Digital and Social Media

For seven of 10 top female founders, speaking at webinars and virtual events is their primary form of digital leadership. The women also share their experiences, wisdom and opinions on online forums and through speaking engagements. Some highlights:

  • 90% won at least two media awards.

  • 70% contribute to webinars and virtual events.

  • 60% had at least three public speaking engagements.

  • 18% addressed women in leadership in their appearances.


More than a simple way to share photos, social media serves as a revolutionary storytelling tool for these female leaders. By engaging with followers and consistently keeping up with their social profiles, the founders we studied build their brands and keep in touch with stakeholders. We found:

  • 40% use social media to amplify their voice and brand story.
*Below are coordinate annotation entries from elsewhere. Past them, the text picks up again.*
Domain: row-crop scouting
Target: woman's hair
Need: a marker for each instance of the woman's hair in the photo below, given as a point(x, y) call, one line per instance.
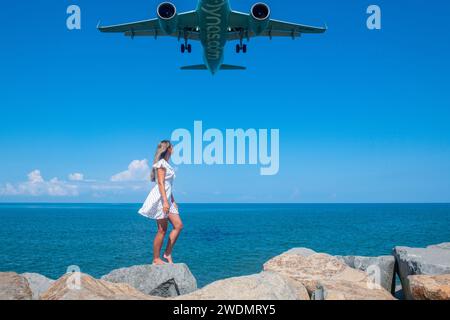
point(161, 153)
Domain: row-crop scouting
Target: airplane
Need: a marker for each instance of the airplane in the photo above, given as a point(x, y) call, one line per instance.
point(213, 23)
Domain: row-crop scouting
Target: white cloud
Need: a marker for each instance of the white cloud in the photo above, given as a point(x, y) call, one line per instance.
point(37, 186)
point(76, 177)
point(138, 170)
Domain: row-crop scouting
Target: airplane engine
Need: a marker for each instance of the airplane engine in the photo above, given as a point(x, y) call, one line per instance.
point(259, 17)
point(168, 16)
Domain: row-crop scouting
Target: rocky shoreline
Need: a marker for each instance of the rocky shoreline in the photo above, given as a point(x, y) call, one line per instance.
point(298, 274)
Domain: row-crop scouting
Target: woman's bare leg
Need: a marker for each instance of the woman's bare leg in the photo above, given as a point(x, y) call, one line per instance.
point(159, 240)
point(177, 224)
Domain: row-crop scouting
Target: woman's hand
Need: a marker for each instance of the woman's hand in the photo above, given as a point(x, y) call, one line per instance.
point(166, 207)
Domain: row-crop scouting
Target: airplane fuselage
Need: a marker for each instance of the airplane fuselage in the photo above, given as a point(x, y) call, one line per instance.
point(213, 18)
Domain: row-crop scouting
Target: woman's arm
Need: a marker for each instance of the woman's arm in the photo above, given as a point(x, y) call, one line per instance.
point(173, 201)
point(162, 189)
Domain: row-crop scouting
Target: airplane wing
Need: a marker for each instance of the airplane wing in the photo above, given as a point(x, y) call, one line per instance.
point(187, 22)
point(240, 22)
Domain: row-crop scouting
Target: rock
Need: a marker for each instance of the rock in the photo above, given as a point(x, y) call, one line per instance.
point(88, 288)
point(263, 286)
point(445, 246)
point(162, 281)
point(385, 265)
point(326, 273)
point(348, 290)
point(399, 292)
point(38, 284)
point(430, 287)
point(14, 287)
point(434, 260)
point(304, 252)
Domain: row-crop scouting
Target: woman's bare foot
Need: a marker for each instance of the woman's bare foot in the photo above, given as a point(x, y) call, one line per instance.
point(158, 262)
point(168, 258)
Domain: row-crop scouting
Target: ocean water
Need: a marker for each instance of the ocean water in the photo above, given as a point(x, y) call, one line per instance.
point(219, 240)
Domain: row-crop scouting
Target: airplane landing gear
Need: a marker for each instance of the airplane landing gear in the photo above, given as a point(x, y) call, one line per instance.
point(185, 48)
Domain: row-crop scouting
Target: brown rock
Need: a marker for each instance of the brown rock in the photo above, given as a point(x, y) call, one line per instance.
point(89, 288)
point(263, 286)
point(14, 287)
point(430, 287)
point(337, 280)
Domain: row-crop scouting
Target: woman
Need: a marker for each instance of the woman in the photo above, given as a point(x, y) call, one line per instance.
point(158, 207)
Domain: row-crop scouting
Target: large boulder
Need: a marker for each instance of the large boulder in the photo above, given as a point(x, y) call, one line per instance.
point(156, 280)
point(38, 284)
point(434, 260)
point(348, 290)
point(304, 252)
point(78, 286)
point(14, 287)
point(325, 273)
point(383, 266)
point(430, 287)
point(263, 286)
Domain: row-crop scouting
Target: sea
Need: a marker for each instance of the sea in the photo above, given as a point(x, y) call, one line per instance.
point(219, 240)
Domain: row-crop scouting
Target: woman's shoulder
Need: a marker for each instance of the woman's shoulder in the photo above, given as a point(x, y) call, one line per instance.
point(161, 164)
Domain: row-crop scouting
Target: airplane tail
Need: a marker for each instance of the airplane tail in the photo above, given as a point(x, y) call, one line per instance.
point(231, 67)
point(204, 67)
point(195, 67)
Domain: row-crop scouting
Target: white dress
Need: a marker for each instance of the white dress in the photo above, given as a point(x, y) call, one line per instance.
point(153, 206)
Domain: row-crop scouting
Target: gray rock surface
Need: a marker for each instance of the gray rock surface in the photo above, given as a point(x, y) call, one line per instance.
point(445, 246)
point(433, 260)
point(161, 281)
point(14, 287)
point(263, 286)
point(385, 264)
point(38, 284)
point(78, 286)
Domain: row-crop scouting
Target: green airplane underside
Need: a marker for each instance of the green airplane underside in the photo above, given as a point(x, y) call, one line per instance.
point(213, 23)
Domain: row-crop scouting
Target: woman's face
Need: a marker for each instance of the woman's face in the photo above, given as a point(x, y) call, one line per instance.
point(169, 151)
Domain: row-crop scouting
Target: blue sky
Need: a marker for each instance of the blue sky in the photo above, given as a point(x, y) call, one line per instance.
point(363, 115)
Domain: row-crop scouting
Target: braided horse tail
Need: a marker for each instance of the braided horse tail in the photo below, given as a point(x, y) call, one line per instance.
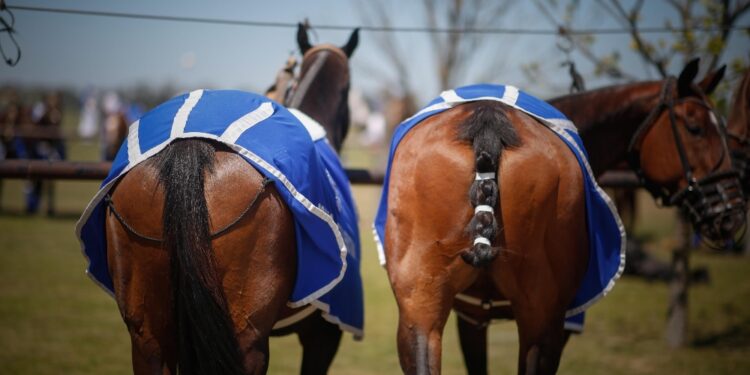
point(489, 131)
point(205, 332)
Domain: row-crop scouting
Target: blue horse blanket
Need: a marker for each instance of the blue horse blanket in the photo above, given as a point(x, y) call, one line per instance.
point(290, 149)
point(606, 232)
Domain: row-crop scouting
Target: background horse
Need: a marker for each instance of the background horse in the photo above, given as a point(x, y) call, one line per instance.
point(647, 122)
point(202, 252)
point(738, 132)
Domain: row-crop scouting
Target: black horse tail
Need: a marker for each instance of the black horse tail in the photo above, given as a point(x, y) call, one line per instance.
point(489, 131)
point(205, 332)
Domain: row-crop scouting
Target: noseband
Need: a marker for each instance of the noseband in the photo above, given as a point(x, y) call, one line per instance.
point(702, 200)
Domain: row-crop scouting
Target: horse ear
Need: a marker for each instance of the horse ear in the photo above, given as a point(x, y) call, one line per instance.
point(352, 43)
point(302, 41)
point(711, 80)
point(685, 81)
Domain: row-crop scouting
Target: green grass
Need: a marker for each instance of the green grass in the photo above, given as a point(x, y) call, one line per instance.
point(54, 320)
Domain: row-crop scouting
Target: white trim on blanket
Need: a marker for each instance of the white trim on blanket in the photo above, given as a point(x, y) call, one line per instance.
point(559, 126)
point(623, 236)
point(313, 127)
point(180, 119)
point(134, 147)
point(242, 124)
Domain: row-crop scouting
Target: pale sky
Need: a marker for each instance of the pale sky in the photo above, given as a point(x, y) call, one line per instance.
point(63, 50)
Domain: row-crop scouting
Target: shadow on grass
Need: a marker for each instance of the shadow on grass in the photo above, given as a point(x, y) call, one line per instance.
point(736, 336)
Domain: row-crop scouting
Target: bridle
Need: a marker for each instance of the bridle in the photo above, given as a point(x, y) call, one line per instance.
point(295, 97)
point(702, 200)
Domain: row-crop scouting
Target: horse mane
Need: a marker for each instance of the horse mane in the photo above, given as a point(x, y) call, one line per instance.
point(329, 106)
point(206, 343)
point(489, 131)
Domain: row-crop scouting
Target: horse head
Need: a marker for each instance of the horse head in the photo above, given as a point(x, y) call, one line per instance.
point(738, 131)
point(323, 87)
point(681, 156)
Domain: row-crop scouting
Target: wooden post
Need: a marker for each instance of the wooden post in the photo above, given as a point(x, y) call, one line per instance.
point(677, 320)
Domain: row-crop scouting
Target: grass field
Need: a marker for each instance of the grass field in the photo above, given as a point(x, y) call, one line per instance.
point(54, 320)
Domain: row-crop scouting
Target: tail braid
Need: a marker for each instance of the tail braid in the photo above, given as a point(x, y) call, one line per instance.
point(489, 131)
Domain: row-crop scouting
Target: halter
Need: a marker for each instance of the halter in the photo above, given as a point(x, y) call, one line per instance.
point(704, 199)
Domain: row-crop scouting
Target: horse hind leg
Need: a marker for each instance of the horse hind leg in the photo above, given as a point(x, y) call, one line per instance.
point(320, 341)
point(473, 340)
point(541, 346)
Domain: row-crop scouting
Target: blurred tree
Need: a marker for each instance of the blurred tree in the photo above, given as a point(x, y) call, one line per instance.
point(699, 28)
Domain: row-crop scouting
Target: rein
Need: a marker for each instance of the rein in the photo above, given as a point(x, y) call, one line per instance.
point(218, 233)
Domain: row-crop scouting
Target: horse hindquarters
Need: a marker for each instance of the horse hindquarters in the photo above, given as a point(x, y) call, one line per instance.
point(428, 210)
point(544, 228)
point(213, 314)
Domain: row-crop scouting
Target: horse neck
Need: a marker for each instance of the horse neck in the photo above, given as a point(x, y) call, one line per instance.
point(608, 118)
point(322, 103)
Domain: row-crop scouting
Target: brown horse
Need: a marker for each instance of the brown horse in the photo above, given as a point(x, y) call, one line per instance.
point(205, 298)
point(652, 124)
point(655, 123)
point(738, 130)
point(540, 210)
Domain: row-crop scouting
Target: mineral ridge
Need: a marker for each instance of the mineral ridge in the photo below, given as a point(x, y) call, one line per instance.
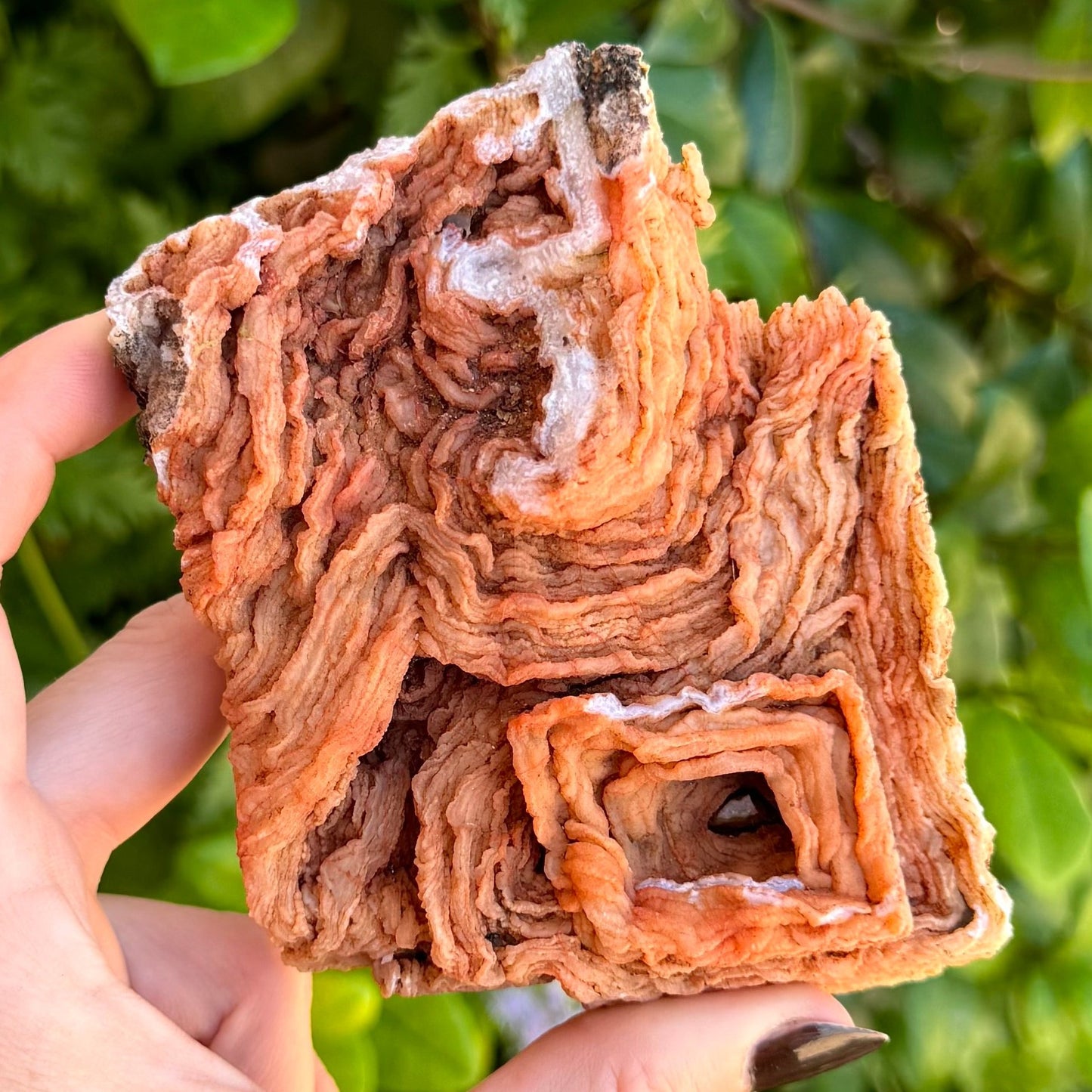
point(577, 623)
  • 35% use it to set the tone in an industry or niche.

  • 15% use it to market their products or services.

  • 5% use it to shape conversations and explain new thinking.

  • 5% use it to recruit talent, engage with employees or serve customers.


Each leader uses social media differently, but all 10 have public Twitter profiles and five are verified.

Survey: What Women Executives Say Drives Success

In addition to employing our CEO Scorecard for female founders, we complemented our research by surveying 1,000 North American women founders and business owners to connect on what values they prioritize in their own leadership. Their preferences include:

  • 25% want to prioritize increasing revenue.

  • 15% hope to improve their leadership communication.

  • 11% aim to support employees’ mental health and well-being.

  • 10% plan to increase brand awareness.

Our study shows how tenacious female leaders get ahead by prioritizing similar leadership strategies in their communication. Today, these successful female founders are powerful storytellers who create cohesive and clear communication links between themselves and their businesses.